Regarding this food, a study carried out by the University of Telaviv, indicates that before 9:30 am the body metabolizes the first meal of the day better, so if the person gets up late, the ideal is not to wait long for breakfast. Similarly, it is recommended that this first meal not be eaten after 10:00 am because, according to experts, for example, the insulin that regulates blood sugar is higher in the morning.
Therefore, when a person eats early, they set a sugar and energy charge for the rest of the day. On the other hand, a study conducted by the Harvard and Murcia universitiespublished in the magazine International Journal of Obesity, indicates that eating at odd hours has an impact on the biological clock and favors health problems such as obesity. In this investigation it is determined that eating later than 3 pm also hinders weight loss. Therefore, consider that the ideal time for lunch is between 12:30 and 1:30 p.m.
On the other hand, in relation to nighttime hours and metabolism, Lepera warns: “When one thinks of eating food at night, or even being awake at night, this would not help metabolism. And not only with the metabolic part, but with the secretion of hormones. In Argentina, we have a pattern of four meals. The important thing is to do a diet as personalized as possible, but, if you have to ignore any, perhaps the snack to advance dinner. It is best to hold four meal pattern, avoid snacking and wait four hours between meals. This is how digestive rest is taken care of. It is also being considered that 12-hour overnight fasts can help digestion.

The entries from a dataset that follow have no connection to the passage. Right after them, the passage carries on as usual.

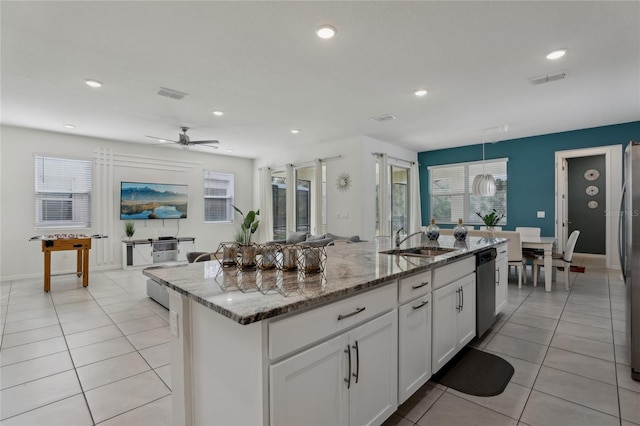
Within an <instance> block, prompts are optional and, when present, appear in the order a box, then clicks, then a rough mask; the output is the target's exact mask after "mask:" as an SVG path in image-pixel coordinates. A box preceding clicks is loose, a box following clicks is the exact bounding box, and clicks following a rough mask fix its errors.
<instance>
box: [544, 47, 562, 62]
mask: <svg viewBox="0 0 640 426" xmlns="http://www.w3.org/2000/svg"><path fill="white" fill-rule="evenodd" d="M566 53H567V49H558V50H554V51H553V52H551V53H549V54H548V55H547V59H550V60H555V59H560V58H562V57H563V56H564V55H565V54H566Z"/></svg>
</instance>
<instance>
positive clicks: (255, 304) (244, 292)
mask: <svg viewBox="0 0 640 426" xmlns="http://www.w3.org/2000/svg"><path fill="white" fill-rule="evenodd" d="M505 241H506V240H505V239H501V238H476V237H468V238H467V241H466V242H465V243H462V244H460V243H459V242H456V241H455V240H454V239H453V237H451V236H441V237H440V238H439V239H438V241H437V243H436V244H437V246H439V247H443V248H456V249H457V250H456V251H452V252H449V253H446V254H444V255H440V256H436V257H434V258H420V257H409V256H398V255H389V254H382V253H379V252H380V251H383V250H390V249H392V248H393V245H392V242H391V241H388V240H387V239H385V240H382V241H371V242H362V243H346V242H340V243H336V244H335V245H332V246H328V247H327V248H326V249H327V262H326V268H325V271H324V272H322V273H307V274H305V273H303V272H297V271H286V272H283V271H276V270H264V271H261V270H257V271H256V270H249V271H240V270H238V269H237V268H235V267H222V266H221V265H220V263H219V262H217V261H209V262H198V263H192V264H188V265H184V266H174V267H151V268H147V269H145V270H144V271H143V273H144V274H145V275H146V276H148V277H150V278H151V279H153V280H154V281H156V282H158V283H160V284H162V285H165V286H167V287H169V288H171V289H173V290H175V291H177V292H179V293H182V294H184V295H186V296H188V297H190V298H191V299H193V300H194V301H196V302H198V303H201V304H202V305H204V306H206V307H208V308H210V309H212V310H214V311H215V312H218V313H219V314H221V315H224V316H226V317H228V318H230V319H231V320H233V321H236V322H238V323H240V324H251V323H253V322H257V321H261V320H263V319H266V318H271V317H275V316H278V315H282V314H285V313H288V312H293V311H297V310H302V309H305V308H308V307H311V306H315V305H318V304H321V303H325V302H330V301H336V300H339V299H341V298H344V297H346V296H349V295H353V294H355V293H357V292H359V291H362V290H366V289H369V288H373V287H375V286H378V285H381V284H386V283H387V282H389V281H391V280H394V279H398V278H401V277H403V276H407V275H412V274H415V273H417V272H421V271H426V270H428V269H432V268H435V267H438V266H442V265H445V264H447V263H451V262H454V261H457V260H461V259H463V258H465V257H468V256H471V255H473V254H474V253H476V252H478V251H481V250H483V249H486V248H489V247H495V246H497V245H499V244H502V243H504V242H505ZM429 245H430V246H433V242H430V241H427V239H426V237H424V236H422V237H421V236H415V237H412V238H410V239H409V240H408V241H406V242H405V243H403V244H402V248H409V247H422V246H429Z"/></svg>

In this regard, an article published in the International Journal of Obesity states that the body’s ability to regulate blood sugar slows down at night and this explains why people who work nights are at greater risk of gaining weight or suffering from diseases such as diabetes. Experts indicate that among the best foods for dinner are fish, fruits, nuts and poultry, which contain high levels of an amino acid called tryptophan, which helps secrete serotonin and melatoninwhich are relaxing and sleep-inducing and convert fatty acids into energy.
“Think of a breakfast at nine, lunch like one in the afternoon and dinner, ideally, would be at nineteen hours. It also arises when a person chooses to fast, to do it gradually and together with a health professional”, concludes the nutritionist Lepera.